Трепетная Дора обмахивалась веером, словно одна мысль о подобном риске вызывала у нее дурноту.
– Только не я… – прошептала она.
– А я бы поехала! – воскликнула Филиппа с расширенными от волнения глазами. – Можно рискнуть ради острых ощущений…
– Мне было бы странно слышать это от любого другого, но не от вас, мадам, – с невыразимым сарказмом заметил Уорбек.
Филиппу словно окатили ведром ледяной воды.

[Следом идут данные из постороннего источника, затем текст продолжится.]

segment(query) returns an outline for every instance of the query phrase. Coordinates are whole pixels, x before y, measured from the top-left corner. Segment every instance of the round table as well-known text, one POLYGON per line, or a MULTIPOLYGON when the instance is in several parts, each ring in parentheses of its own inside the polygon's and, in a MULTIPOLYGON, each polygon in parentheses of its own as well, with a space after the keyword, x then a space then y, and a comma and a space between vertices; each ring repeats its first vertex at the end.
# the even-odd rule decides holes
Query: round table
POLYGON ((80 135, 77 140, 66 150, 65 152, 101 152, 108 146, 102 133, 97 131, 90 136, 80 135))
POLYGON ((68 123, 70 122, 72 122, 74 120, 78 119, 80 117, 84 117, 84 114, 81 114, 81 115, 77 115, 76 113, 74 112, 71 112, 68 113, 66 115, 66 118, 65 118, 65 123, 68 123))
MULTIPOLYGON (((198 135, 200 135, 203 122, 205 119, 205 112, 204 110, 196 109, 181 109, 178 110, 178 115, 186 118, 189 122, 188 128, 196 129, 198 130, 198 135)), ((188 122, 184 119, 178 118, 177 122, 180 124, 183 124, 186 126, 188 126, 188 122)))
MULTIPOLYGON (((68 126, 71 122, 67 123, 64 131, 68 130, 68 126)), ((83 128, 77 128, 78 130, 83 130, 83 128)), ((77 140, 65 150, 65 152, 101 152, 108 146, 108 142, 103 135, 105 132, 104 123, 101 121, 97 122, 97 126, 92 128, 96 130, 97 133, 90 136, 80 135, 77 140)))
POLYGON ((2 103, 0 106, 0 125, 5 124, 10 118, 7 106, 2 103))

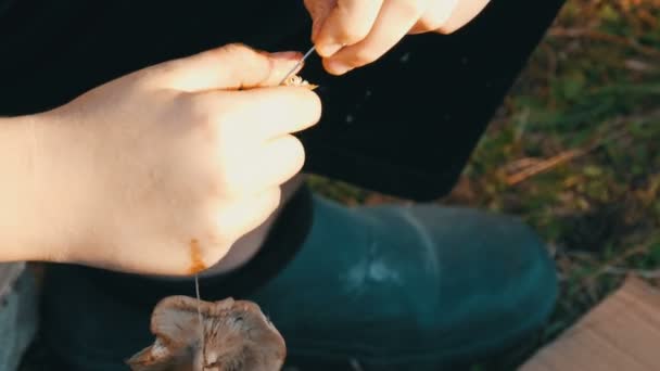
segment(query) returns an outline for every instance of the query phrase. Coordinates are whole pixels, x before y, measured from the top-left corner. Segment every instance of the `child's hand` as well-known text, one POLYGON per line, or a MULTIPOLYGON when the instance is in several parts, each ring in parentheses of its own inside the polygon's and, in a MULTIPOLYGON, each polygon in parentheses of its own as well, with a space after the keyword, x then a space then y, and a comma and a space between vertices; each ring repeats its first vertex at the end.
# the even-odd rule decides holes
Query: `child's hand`
POLYGON ((320 101, 276 87, 300 57, 230 44, 41 115, 40 213, 59 221, 40 232, 62 248, 45 259, 154 274, 218 261, 277 208, 279 186, 303 166, 291 133, 318 121, 320 101))

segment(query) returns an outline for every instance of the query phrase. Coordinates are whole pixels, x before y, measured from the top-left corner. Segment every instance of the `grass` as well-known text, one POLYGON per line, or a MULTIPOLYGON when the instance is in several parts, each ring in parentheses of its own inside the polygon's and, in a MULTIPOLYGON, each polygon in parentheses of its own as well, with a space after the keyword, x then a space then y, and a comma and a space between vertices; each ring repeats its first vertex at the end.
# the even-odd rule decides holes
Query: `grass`
MULTIPOLYGON (((660 0, 569 0, 442 204, 518 215, 557 261, 561 295, 510 370, 615 290, 660 284, 660 0)), ((389 197, 315 177, 348 204, 389 197)))

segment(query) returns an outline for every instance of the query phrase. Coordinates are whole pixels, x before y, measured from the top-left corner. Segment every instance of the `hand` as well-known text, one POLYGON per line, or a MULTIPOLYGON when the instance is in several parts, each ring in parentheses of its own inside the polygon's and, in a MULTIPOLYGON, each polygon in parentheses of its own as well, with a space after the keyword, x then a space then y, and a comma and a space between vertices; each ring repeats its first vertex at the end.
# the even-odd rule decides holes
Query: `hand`
POLYGON ((318 121, 320 101, 276 87, 301 56, 230 44, 43 114, 38 178, 49 196, 39 214, 59 221, 40 233, 65 246, 45 259, 150 274, 218 261, 303 166, 291 133, 318 121))
POLYGON ((490 0, 305 0, 312 40, 325 68, 343 75, 369 64, 405 35, 449 34, 490 0))

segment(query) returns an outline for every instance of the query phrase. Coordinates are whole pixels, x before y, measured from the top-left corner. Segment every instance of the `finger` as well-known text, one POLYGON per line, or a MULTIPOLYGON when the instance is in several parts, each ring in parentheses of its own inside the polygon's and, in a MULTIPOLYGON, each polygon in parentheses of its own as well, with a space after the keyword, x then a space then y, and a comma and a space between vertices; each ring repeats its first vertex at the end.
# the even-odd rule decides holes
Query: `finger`
POLYGON ((279 85, 302 56, 300 52, 267 53, 232 43, 163 63, 151 75, 164 88, 187 92, 270 87, 279 85))
POLYGON ((303 87, 275 87, 204 93, 206 111, 221 112, 223 125, 246 138, 268 140, 301 131, 318 123, 319 97, 303 87))
POLYGON ((316 40, 320 27, 337 5, 337 0, 305 0, 304 3, 312 17, 312 40, 316 40))
POLYGON ((409 35, 423 34, 440 29, 452 16, 458 0, 431 1, 424 14, 408 31, 409 35))
POLYGON ((293 136, 283 136, 243 153, 245 161, 237 168, 227 169, 233 195, 261 192, 263 189, 280 187, 303 168, 305 149, 293 136))
POLYGON ((328 57, 344 46, 364 40, 382 5, 382 0, 338 0, 328 17, 318 21, 322 21, 318 36, 314 39, 318 54, 328 57))
POLYGON ((461 0, 449 18, 437 29, 440 34, 452 34, 472 22, 490 3, 490 0, 461 0))
POLYGON ((424 0, 386 1, 367 38, 325 59, 323 66, 330 74, 343 75, 378 60, 417 23, 424 4, 424 0))

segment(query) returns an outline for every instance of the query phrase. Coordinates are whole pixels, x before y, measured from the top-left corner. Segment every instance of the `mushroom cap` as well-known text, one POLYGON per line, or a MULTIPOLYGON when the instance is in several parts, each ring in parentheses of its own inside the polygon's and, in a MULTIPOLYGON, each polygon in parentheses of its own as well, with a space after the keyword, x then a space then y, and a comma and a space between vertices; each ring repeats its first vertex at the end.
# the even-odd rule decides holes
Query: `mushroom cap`
POLYGON ((258 305, 231 297, 168 296, 153 310, 151 332, 154 344, 126 360, 134 371, 275 371, 287 355, 283 337, 258 305))

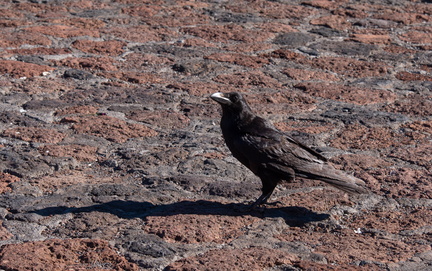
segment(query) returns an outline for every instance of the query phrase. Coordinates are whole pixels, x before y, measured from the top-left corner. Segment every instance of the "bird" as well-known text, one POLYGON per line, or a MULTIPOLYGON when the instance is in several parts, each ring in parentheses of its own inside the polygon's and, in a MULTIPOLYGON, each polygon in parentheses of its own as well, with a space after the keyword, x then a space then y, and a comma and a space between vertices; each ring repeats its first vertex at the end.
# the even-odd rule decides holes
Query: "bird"
POLYGON ((216 92, 222 107, 220 127, 228 149, 262 182, 252 209, 267 203, 276 186, 296 177, 324 181, 349 194, 368 193, 363 180, 335 169, 328 159, 256 115, 239 92, 216 92))

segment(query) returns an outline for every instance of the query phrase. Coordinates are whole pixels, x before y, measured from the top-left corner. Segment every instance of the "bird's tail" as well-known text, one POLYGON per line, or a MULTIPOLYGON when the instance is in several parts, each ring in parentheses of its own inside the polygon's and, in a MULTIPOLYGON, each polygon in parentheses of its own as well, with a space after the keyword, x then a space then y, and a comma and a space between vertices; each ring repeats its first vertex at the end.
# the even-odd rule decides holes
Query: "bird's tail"
MULTIPOLYGON (((304 177, 324 181, 350 194, 366 194, 369 190, 363 180, 337 170, 328 164, 316 164, 306 171, 304 177)), ((303 174, 299 174, 302 176, 303 174)))

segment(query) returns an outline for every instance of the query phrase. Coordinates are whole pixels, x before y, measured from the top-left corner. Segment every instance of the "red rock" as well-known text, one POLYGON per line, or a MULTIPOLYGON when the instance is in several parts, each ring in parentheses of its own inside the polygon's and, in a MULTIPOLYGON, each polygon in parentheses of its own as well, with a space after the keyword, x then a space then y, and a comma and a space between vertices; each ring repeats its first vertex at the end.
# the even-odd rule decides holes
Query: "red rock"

Лицо ее сначала вспыхнуло, потом побледнело, она изо всех сил стиснула руки под столом и прикусила губу.
Воцарилась неловкая тишина. Все присутствующие, включая Клер Броунлоу, поняли, что хотел сказать Корт, Краем глаза Филиппа увидела, что на лице невесты ее бывшего мужа впервые за весь вечер появилась улыбка.
– Думаю, настало время отпустить джентльменов в курительную, – поспешно сказала Белль, – Насколько я помню, вы жаждали обменяться рассказами о войне, а потом мы все вместе поиграем в фанты.
Глава 4
Менее всего этим вечером Корт хотел играть в фанты. Впрочем, когда мужчины вновь присоединились к дамам в музыкальном салоне, эта идея угасла сама собой. Гости разбрелись по разным углам. Клер, как оказалось, приняла предложение мадам Мерсье сыграть партию в крибидж. Белль сидела перед камином с леди Гарриэт и леди Августой. Вскоре к ним присоединились граф Рамбуйе и Тобиас, и беседа заметно оживилась.
Дора и Сара устроились за пианино, листая партитуры и перешептываясь. Их мужья сначала с самым серьезным видом обсуждали рост цен, а затем принялись советовать женам, какую мелодию выбрать.
Филиппы в салоне не было.
Корт стоял за спиной Клер, устремив взгляд в ее карты, но мысли его были далеки от игры. Он думал о Филиппе. Он не ожидал, что встреча с бывшей женой так взволнует его. Проклятие! Прошло столько лет, а он все еще ничего не забыл! Внезапно ощутив, что больше не может видеть Клер, сосредоточенно подсчитывающую очки. Корт вышел через открытые двери в сад.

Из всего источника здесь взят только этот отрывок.